How to Use the Restock Planner

  1. Enter your average daily sales in units. Use actual data from the past 30 days for stable products, or a shorter window during promotional spikes.
  2. Set the demand variability coefficient: 1 for stable products, 2 for seasonal or promotional peaks, 3 for extreme events like Prime Day or Black Friday.
  3. Input production days (supplier lead time), shipping days (transit time), and inbound processing days (warehouse or FBA receiving time).
  4. Enter your target safety days—the minimum number of days of inventory you want to maintain as a buffer against unexpected delays.
  5. Review the Reorder Point, Safety Stock, and Suggested Order Quantity. Place a new order when your current inventory count drops to the ROP level.

Frequently Asked Questions

What is a Reorder Point (ROP) and how is it calculated?
The Reorder Point is the inventory level at which you should place a new purchase order. It is calculated as: ROP = Daily Sales × Total Lead Time + Safety Stock. The goal is to have enough inventory on hand to cover all the time between placing and receiving an order, plus a safety buffer. When your live inventory count drops to the ROP, you should place a new order immediately to avoid a stockout.
How do I determine the right demand variability coefficient?

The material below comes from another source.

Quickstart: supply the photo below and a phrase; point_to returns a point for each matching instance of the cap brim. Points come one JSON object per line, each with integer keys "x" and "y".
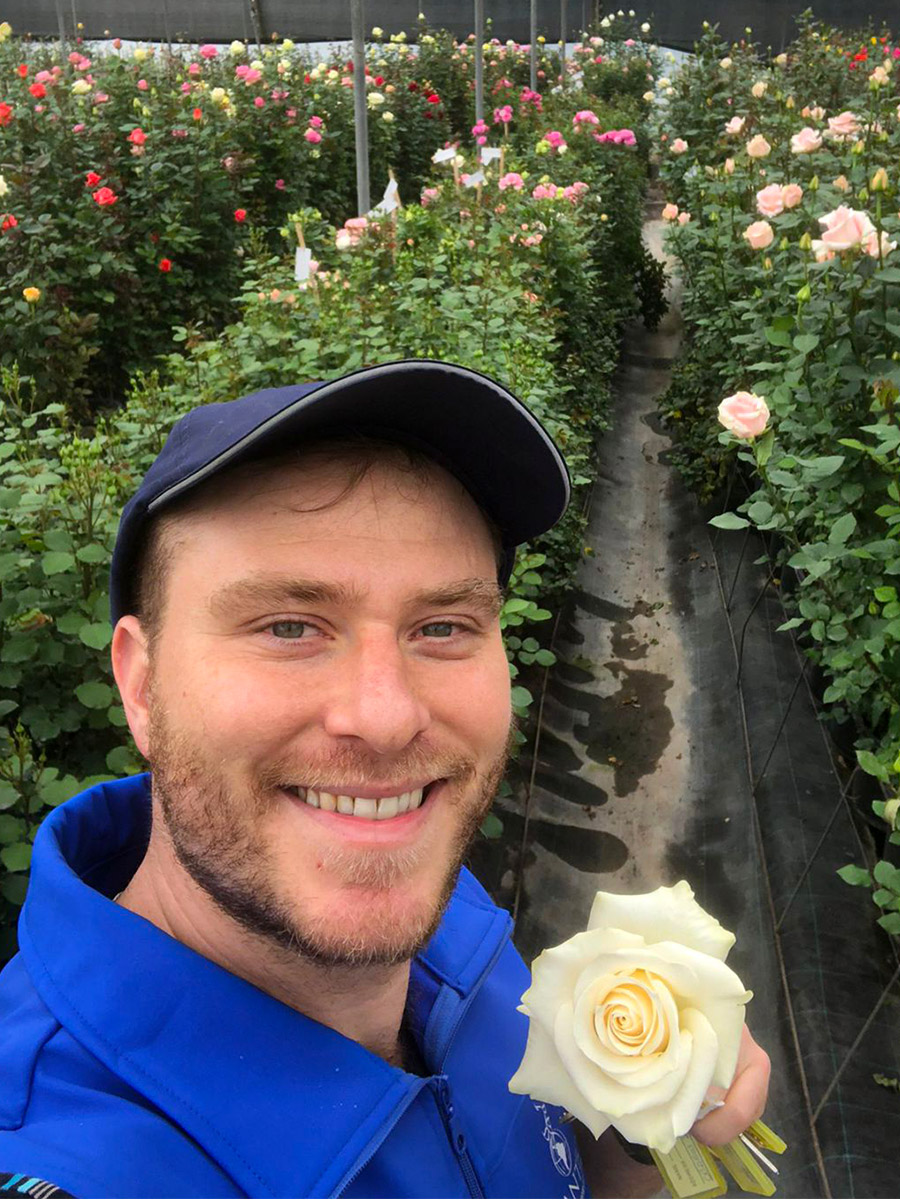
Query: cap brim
{"x": 475, "y": 429}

Use coefficient 1 (stable) for products with consistent day-to-day sales. Use 2 (peak) when you are entering a seasonal period—for example, winter apparel in October through December or summer sports gear in April through June. Use 3 (event) only for extreme promotional events like Prime Day or a major platform sale where you expect sales to spike two to three times or more within a short window. A higher coefficient increases safety stock, protecting you during volatile demand at the cost of a slightly higher inventory investment.
Why does the calculator include inbound processing days separately?

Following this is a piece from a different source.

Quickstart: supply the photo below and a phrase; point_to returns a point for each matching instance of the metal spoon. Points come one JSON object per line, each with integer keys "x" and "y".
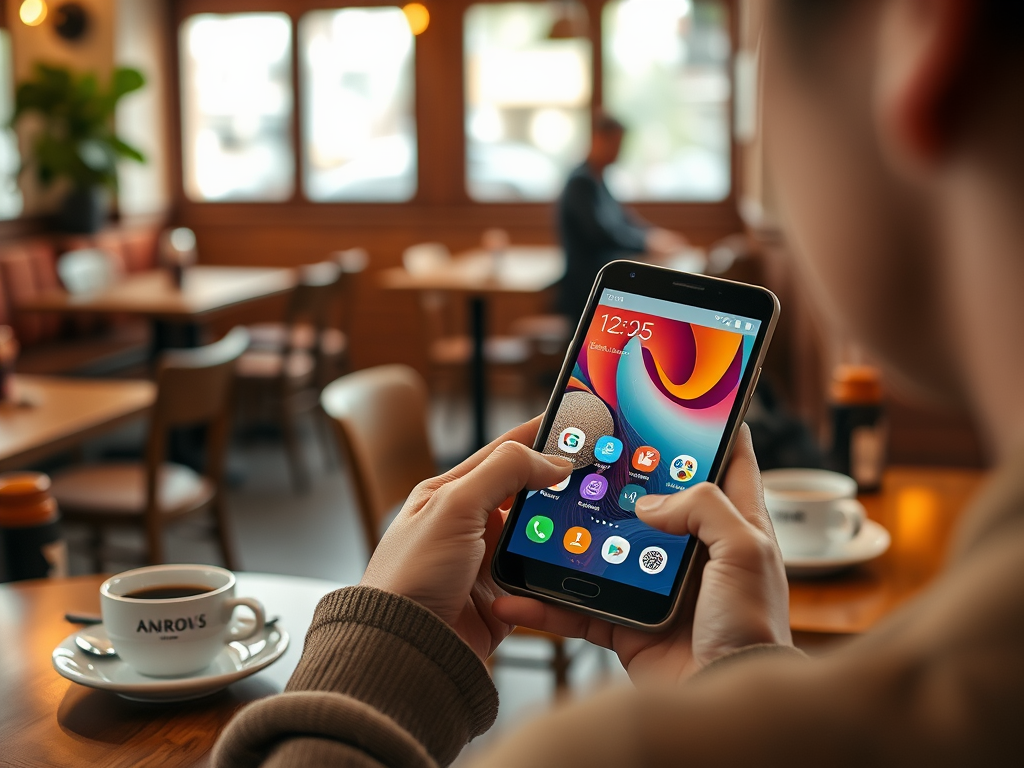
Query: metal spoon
{"x": 95, "y": 642}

Inbound processing—the time from when your goods arrive at the fulfillment center to when they appear as available inventory—is frequently overlooked but can be significant. At Amazon FBA this can range from 3 days during quiet periods to 3 weeks or more during Q4. If you count only shipping days, your ROP will be understated and you risk stockouts while inventory sits in an inbound queue. Enter realistic inbound days based on your historical experience with each marketplace and season.
What is safety stock and how much should I carry?
Safety stock is a buffer against two types of uncertainty: demand spikes that exceed your daily average, and lead time delays that push back receipt of new stock. The right level depends on your product's sales variability, supplier reliability, and the business cost of a stockout. For high-margin or search-rank-sensitive products, err on the side of more safety stock. For low-margin or slow-moving items, minimize safety stock to reduce storage fees. Use the demand variability coefficient and target safety days together to tune the level to your actual risk tolerance.
My lead time exceeds 60 days—what strategies should I consider?
Lead times over 60 days significantly increase both safety stock requirements and working capital tied up in orders in transit. Consider using air freight for urgent or high-turnover SKUs to cut shipping days; establishing overseas warehouse inventory to reduce effective replenishment lead time to a few days for platform fulfillment; negotiating better production lead times with your supplier, particularly if you share rolling forecasts; and carrying a larger safety stock buffer proportional to your total lead time, which this calculator already computes when you enter longer values.